Las palabras de Jane apenas superaron el volumen del susurro. Al cabo de unos segundos manifestó, en tono gélido, contenido:
—¿Se da cuenta de que me está comprando? ¿De que me consigue a cambio de unos miserables dólares? Claro que sí que lo sabe, Robert Canler, y esa era la esperanza que alimentaba su cerebro cuando prestó el dinero a mi padre para esa aventura disparatada, que a no ser por una circunstancia de lo más misterioso hubiera resultado un éxito económico de primera magnitud.
»Pero, usted, señor Canler, hubiera sido el más sorprendido. Ni por asomo podía ocurrírsele que la empresa tuviese alguna probabilidad de salir bien. Es usted un hombre de negocios demasiado experto para suponer tal cosa. Un hombre de negocios demasiado bueno para prestar dinero a alguien que iba a invertirlo en la búsqueda de un tesoro enterrado, o para prestar dinero sin garantías absolutas… a menos que tuviese usted algún otro objetivo en perspectiva.
»Sabía perfectamente que, al prestárselo a mi padre sin garantías, tenía en sus manos el honor de los Porter mucho mejor sujeto que con ellas. No ignoraba que esa era la mejor arma para obligarme al matrimonio, sin dar la impresión de que me obligaba a casarme con usted.
»Nunca sacó a relucir el préstamo. En cualquier otro hombre, yo hubiera pensado que tal gesto procedía de un alma noble y magnánima. Pero usted es taimado, señor don Robert Canler. Le conozco mejor de lo que cree.
»Ciertamente, me casaré con usted, si no veo medio de evitarlo, pero dejemos las cosas claras de una vez por todas.
Mientras la muchacha hablaba, el rostro de Robert Canler fue cambiando de color, pasando alternativamente del rojo al lívido y viceversa. Cuando Jane hubo terminado, el hombre se puso en pie y una sonrisa cínica onduló sus labios.
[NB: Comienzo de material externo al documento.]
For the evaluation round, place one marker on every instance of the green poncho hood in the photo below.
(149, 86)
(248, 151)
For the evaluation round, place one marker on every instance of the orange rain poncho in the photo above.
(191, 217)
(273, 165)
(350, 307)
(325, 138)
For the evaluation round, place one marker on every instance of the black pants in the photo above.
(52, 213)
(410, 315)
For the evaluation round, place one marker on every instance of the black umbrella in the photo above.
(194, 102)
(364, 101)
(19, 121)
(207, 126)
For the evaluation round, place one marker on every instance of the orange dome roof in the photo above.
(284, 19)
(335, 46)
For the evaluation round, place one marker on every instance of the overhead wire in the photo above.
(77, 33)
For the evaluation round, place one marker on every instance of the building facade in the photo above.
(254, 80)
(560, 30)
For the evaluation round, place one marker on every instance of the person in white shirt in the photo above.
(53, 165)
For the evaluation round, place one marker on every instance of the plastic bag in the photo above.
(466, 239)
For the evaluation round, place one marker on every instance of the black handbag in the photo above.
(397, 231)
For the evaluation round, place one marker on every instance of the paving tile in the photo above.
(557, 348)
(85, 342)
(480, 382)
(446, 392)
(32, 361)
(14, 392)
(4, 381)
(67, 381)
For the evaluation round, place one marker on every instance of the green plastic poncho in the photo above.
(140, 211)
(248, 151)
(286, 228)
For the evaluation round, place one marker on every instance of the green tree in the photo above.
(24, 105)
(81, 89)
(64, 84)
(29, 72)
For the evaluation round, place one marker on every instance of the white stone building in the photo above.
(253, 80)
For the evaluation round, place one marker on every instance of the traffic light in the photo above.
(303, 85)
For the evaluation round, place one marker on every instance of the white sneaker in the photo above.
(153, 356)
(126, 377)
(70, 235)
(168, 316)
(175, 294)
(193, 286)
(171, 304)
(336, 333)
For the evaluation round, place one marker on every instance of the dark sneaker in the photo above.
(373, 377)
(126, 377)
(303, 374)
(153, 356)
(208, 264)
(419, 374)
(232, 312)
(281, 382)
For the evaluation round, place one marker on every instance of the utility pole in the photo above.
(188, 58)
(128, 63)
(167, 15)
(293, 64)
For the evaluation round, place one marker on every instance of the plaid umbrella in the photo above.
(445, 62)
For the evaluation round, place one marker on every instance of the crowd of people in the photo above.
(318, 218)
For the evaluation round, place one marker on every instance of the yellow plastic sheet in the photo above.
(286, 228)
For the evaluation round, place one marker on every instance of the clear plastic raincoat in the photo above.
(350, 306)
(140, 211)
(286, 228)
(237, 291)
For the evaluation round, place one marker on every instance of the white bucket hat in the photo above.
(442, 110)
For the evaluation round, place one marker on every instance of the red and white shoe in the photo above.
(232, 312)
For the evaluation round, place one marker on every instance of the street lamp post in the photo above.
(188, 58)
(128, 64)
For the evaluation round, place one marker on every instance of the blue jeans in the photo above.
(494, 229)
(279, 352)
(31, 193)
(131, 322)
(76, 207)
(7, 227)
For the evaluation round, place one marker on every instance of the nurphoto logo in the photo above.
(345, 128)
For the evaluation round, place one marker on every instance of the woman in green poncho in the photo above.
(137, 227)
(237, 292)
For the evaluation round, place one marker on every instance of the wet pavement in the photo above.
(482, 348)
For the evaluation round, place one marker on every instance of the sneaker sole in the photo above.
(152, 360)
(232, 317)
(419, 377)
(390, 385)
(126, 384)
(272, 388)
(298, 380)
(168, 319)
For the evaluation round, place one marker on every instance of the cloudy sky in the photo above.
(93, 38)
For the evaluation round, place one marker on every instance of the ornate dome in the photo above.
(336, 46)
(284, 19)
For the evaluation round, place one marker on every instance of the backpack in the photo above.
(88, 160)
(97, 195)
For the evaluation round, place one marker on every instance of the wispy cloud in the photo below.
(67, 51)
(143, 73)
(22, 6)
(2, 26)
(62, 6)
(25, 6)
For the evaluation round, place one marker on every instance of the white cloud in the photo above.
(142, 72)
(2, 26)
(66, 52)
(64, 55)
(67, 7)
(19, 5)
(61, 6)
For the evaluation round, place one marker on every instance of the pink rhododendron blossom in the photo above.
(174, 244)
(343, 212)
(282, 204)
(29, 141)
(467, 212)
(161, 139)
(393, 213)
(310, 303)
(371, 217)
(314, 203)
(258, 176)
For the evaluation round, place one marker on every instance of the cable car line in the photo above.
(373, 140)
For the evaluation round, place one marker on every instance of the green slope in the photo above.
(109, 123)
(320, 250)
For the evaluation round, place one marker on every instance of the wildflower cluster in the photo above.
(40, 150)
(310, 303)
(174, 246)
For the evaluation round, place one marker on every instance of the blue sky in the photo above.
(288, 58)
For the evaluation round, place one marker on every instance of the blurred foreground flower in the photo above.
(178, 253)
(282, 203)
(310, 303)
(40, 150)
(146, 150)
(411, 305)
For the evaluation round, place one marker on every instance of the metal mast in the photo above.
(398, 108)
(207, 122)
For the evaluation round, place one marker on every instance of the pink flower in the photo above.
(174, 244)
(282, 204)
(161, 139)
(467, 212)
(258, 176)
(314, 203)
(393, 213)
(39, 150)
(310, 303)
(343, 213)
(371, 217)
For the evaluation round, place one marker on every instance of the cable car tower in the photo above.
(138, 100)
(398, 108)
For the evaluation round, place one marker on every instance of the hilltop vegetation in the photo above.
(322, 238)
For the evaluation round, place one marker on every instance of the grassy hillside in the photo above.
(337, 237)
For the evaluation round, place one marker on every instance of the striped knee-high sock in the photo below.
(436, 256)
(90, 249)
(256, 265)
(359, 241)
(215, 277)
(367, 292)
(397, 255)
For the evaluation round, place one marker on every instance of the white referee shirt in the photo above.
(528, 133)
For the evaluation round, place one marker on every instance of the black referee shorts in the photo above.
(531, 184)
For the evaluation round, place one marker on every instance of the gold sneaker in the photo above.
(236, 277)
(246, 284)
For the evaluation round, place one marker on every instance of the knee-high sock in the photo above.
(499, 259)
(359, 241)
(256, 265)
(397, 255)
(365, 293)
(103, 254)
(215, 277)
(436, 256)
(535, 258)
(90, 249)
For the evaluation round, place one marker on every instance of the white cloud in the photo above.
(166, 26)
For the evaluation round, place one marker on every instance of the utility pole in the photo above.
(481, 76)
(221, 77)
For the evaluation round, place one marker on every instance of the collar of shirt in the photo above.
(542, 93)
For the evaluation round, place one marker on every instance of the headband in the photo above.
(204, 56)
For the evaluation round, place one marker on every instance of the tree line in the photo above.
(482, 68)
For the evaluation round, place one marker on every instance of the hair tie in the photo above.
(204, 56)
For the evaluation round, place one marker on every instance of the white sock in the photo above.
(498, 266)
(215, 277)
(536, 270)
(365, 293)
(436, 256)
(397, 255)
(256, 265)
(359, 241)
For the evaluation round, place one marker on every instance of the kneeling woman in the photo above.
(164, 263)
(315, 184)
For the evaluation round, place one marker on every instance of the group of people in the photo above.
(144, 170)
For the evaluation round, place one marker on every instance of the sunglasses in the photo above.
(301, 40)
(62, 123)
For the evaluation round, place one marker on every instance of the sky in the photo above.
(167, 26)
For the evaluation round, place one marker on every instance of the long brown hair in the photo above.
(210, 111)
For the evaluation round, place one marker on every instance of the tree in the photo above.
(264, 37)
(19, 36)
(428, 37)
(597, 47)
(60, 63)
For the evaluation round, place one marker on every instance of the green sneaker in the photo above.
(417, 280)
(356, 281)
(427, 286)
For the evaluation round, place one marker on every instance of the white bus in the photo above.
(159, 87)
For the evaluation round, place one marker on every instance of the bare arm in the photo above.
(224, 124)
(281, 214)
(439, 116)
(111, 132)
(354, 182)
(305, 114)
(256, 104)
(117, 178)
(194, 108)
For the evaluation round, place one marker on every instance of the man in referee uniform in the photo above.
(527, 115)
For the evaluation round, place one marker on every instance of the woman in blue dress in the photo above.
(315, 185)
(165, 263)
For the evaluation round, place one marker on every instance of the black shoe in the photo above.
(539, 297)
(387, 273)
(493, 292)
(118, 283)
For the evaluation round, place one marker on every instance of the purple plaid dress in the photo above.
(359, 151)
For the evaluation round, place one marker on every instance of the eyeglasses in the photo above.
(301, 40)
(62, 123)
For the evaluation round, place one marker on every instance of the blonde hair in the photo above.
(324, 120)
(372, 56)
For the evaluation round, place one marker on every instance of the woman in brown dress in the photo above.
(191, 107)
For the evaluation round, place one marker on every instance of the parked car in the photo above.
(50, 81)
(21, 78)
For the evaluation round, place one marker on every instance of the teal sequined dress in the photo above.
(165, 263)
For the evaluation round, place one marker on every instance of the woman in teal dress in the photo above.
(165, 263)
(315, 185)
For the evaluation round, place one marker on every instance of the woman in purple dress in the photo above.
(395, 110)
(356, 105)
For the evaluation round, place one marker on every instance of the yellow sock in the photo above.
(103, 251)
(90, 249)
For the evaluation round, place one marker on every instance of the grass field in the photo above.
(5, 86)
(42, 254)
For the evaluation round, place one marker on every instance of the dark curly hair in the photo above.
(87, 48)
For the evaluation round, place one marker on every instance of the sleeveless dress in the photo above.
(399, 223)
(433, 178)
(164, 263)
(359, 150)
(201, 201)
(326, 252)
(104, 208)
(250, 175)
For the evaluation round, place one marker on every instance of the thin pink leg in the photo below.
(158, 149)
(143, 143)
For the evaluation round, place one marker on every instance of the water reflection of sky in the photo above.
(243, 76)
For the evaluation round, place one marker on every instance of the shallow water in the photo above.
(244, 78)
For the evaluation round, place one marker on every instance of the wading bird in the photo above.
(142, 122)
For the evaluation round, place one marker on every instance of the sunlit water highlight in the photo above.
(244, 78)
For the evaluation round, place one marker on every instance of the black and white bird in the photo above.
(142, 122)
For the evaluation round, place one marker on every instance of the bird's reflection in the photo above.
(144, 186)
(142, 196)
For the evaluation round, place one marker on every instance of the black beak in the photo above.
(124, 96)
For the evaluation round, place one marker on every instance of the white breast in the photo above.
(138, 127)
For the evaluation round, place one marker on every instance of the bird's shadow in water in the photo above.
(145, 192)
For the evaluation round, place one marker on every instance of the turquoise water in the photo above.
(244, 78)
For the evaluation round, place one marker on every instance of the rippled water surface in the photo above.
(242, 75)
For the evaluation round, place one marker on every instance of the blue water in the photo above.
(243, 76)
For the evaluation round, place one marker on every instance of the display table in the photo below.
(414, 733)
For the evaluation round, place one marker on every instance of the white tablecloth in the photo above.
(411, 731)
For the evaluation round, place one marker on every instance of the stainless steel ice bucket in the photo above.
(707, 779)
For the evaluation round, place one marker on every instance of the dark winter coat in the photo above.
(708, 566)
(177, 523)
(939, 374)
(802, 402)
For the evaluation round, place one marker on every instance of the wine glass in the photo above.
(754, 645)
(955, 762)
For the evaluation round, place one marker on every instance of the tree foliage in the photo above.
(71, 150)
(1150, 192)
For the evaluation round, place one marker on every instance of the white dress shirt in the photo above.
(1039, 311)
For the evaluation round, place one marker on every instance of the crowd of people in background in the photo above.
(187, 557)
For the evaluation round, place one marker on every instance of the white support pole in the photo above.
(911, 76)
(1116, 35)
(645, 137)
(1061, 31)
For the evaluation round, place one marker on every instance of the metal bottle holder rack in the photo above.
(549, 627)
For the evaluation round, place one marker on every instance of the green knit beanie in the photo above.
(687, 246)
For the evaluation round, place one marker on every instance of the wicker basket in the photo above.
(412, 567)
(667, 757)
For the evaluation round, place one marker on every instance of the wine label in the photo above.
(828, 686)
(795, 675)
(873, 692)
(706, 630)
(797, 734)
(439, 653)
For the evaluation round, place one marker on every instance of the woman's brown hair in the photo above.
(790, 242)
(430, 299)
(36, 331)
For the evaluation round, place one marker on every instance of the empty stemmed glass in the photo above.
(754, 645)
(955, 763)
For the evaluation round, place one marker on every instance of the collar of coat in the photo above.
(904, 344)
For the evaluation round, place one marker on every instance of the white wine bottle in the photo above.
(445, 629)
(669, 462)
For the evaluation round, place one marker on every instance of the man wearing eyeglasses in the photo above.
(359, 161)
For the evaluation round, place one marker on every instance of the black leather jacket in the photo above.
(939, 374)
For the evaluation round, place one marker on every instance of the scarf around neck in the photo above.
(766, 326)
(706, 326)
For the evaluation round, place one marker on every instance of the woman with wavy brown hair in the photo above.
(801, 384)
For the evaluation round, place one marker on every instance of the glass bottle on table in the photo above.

—Me asombra, Jane —dijo—. Creí que tenía más dominio de sí… más orgullo. Claro que no le falta razón. La estoy comprando y no ignoraba que usted lo sabía, pero supuse que preferiría fingir lo contrario. Pensé que el respeto que siente usted hacia su persona y el orgullo de los Porter le impedirían reconocer, ni siquiera ante sí misma, que era una mujer en venta. Pero que sea como a usted le plazca, mi querida joven —añadió en tono alegre, algo frívolo—. Va a ser mía y eso es lo único que me interesa.
Sin pronunciar palabra, Jane dio media vuelta y abandonó la estancia.
Sin haberse casado, por supuesto, Jane Porter partió hacia Wisconsin, acompañada de su padre y de Esmeralda. Cuando el tren arrancó, la muchacha dijo adiós fríamente a Robert Canler, que había ido a la estación a despedirla y que en el momento en que el convoy se ponía en marcha prometió a la joven que se reuniría con ellos en el plazo de una o dos semanas.
En la estación de destino los esperaban Clayton y el señor Philander, que acudieron a recibirlos con un gran automóvil de turismo, en el que emprendieron rápidamente la marcha en dirección norte, a través de espesos bosques, rumbo a la pequeña hacienda que la muchacha no había visitado desde que era niña.